Russia is now estimated to control around 16% of the global Bitcoin hash rate, leveraging its vast energy resources to build a competitive mining industry. As international sanctions persist, cryptocurrencies are increasingly viewed as a strategic tool for preserving financial sovereignty.
In December, a senior Kremlin economic adviser also warned that underestimating crypto-related capital flows could lead to inaccurate ruble forecasts. The adviser added that Bitcoin mining should be treated as a new export industry with a non-negligible influence on foreign exchange markets.
Regulatory Framework and Legalization Plans
The Central Bank of Russia is currently working with the Ministry of Finance and the Federal Financial Monitoring Service to develop a comprehensive regulatory framework for cryptocurrencies.
Under the proposed system, crypto transactions would primarily be conducted through licensed banks, aiming to integrate digital assets into the formal financial system while strengthening oversight and compliance.

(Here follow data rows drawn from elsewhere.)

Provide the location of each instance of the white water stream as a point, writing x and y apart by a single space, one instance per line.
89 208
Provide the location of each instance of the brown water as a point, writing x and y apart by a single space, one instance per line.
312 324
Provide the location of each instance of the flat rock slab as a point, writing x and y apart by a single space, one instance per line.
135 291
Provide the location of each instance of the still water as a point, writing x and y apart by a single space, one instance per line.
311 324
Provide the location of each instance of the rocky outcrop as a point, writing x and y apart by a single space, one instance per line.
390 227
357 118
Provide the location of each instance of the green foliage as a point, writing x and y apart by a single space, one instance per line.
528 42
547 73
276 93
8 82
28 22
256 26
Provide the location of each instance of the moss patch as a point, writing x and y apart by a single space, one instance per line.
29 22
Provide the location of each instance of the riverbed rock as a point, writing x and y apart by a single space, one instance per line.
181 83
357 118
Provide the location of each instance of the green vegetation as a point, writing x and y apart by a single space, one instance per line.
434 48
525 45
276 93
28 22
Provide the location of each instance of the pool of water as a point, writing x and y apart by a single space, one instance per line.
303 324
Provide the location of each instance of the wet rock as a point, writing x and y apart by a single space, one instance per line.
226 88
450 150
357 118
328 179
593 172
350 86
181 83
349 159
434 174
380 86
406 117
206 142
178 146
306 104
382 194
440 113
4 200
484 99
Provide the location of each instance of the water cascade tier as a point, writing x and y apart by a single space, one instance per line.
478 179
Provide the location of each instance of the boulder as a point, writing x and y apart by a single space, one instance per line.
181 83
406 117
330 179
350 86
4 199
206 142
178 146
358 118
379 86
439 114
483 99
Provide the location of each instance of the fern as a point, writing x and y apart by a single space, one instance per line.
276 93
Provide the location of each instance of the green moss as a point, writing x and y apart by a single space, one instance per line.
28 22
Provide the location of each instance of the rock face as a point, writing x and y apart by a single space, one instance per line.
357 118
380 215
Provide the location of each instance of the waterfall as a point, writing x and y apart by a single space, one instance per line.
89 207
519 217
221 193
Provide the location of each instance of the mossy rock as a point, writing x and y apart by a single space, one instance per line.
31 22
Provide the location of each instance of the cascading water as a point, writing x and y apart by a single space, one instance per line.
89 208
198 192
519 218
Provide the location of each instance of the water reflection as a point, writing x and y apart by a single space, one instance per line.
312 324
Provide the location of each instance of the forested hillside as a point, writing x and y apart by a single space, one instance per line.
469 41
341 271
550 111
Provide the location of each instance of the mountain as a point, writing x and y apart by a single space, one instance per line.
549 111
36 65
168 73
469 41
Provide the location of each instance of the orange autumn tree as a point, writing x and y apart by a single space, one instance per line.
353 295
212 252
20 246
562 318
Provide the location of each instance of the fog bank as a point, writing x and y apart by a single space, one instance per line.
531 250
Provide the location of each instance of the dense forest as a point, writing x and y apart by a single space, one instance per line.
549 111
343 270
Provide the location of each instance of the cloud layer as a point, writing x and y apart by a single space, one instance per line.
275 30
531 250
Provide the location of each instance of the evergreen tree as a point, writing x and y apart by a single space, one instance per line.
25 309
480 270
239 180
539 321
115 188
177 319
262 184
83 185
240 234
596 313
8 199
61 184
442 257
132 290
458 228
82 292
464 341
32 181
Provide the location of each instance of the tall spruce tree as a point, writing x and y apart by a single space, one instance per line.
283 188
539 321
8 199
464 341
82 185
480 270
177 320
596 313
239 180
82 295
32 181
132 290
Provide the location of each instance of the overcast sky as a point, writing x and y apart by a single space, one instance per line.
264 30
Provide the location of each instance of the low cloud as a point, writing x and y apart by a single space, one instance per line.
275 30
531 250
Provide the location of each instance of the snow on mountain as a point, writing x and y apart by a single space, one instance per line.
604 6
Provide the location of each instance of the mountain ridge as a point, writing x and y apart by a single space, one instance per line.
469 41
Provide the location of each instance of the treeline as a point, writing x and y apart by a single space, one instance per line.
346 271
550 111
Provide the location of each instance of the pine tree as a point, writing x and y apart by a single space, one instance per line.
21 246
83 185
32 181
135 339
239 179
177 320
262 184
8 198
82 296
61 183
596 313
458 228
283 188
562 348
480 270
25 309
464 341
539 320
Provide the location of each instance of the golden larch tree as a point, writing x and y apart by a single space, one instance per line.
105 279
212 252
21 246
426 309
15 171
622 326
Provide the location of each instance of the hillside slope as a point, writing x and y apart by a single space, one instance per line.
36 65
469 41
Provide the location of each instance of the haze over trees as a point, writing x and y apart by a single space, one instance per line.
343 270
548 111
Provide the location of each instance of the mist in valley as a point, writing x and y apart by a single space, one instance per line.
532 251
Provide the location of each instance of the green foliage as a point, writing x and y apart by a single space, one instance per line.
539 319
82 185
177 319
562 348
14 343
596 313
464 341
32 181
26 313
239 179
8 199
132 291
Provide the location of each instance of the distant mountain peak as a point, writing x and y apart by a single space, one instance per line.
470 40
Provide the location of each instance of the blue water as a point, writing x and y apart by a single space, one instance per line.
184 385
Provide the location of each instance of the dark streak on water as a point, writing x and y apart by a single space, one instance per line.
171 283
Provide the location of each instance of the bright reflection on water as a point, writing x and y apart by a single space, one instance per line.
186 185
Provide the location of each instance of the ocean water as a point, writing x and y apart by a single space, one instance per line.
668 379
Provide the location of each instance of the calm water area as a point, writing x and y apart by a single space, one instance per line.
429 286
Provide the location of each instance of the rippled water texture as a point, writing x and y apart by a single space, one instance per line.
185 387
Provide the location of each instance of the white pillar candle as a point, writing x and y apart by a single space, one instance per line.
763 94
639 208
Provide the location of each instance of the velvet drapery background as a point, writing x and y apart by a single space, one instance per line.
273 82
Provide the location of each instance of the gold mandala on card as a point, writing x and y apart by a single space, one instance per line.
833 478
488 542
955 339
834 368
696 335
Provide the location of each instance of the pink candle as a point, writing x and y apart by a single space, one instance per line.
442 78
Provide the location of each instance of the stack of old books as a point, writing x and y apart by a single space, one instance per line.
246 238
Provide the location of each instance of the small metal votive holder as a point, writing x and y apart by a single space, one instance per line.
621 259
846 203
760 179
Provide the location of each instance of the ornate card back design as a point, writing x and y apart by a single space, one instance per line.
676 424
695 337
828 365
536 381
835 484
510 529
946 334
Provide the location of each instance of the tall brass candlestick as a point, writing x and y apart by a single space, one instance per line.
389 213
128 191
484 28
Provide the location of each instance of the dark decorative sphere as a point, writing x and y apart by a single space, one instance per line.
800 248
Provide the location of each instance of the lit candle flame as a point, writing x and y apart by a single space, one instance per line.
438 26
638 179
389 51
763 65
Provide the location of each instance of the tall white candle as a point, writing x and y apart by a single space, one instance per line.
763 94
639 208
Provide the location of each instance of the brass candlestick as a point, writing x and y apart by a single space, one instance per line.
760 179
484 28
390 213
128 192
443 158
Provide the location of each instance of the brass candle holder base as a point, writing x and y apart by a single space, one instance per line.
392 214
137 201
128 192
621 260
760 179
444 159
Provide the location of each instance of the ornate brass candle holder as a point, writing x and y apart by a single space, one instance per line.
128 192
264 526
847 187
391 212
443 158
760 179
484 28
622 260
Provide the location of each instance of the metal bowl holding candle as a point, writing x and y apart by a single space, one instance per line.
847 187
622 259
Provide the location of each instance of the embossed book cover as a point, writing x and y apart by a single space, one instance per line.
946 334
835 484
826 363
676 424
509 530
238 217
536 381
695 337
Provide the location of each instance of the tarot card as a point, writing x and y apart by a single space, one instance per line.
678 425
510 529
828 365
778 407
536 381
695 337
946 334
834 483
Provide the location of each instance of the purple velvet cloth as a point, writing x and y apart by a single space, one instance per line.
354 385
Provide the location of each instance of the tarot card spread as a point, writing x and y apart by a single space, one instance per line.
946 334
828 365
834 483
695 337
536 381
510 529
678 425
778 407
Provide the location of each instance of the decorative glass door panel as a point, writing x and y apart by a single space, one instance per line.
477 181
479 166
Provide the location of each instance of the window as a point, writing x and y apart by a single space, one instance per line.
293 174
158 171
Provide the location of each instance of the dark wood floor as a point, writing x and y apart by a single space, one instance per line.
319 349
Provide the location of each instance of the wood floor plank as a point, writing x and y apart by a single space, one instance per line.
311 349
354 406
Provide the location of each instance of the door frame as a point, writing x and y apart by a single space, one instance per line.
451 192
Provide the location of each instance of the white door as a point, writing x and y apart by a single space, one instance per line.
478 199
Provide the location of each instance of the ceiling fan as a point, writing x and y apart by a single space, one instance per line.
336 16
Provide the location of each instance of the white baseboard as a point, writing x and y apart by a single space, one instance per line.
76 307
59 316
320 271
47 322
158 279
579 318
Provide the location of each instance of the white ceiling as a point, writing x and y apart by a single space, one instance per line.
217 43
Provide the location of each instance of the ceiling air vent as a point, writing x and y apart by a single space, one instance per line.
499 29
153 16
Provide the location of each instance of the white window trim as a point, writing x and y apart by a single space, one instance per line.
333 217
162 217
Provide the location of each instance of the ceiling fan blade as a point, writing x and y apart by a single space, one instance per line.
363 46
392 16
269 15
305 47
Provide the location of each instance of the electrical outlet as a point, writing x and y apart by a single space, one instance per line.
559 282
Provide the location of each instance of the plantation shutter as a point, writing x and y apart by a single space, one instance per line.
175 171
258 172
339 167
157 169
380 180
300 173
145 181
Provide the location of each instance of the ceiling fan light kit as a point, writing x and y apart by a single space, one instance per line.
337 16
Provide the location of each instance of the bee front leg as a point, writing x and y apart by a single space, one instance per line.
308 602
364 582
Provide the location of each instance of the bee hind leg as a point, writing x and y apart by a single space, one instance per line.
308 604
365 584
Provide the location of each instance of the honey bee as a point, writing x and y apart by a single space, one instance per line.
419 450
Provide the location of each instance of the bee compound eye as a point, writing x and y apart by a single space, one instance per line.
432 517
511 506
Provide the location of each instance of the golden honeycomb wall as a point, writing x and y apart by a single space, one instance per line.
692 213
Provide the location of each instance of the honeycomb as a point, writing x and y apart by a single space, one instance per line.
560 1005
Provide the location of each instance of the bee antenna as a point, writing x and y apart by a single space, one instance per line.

Major Russian banks, including VTB and Sberbank, are reportedly preparing to offer crypto-related financial products, increasing pressure on the central bank to accelerate regulatory clarity.
At the same time, the use of overseas stablecoins such as USDT for trade settlement has grown. Notably, a ruble-pegged stablecoin known as A7A5 has reportedly processed over USD 9.3 billion in transactions, highlighting the scale of crypto activity linked to cross-border commerce.
Russia aims to fully legalize Bitcoin mining and cryptocurrency circulation by 2026, positioning itself as a case study in how a resource-rich nation under sanctions is integrating digital assets into its economic strategy.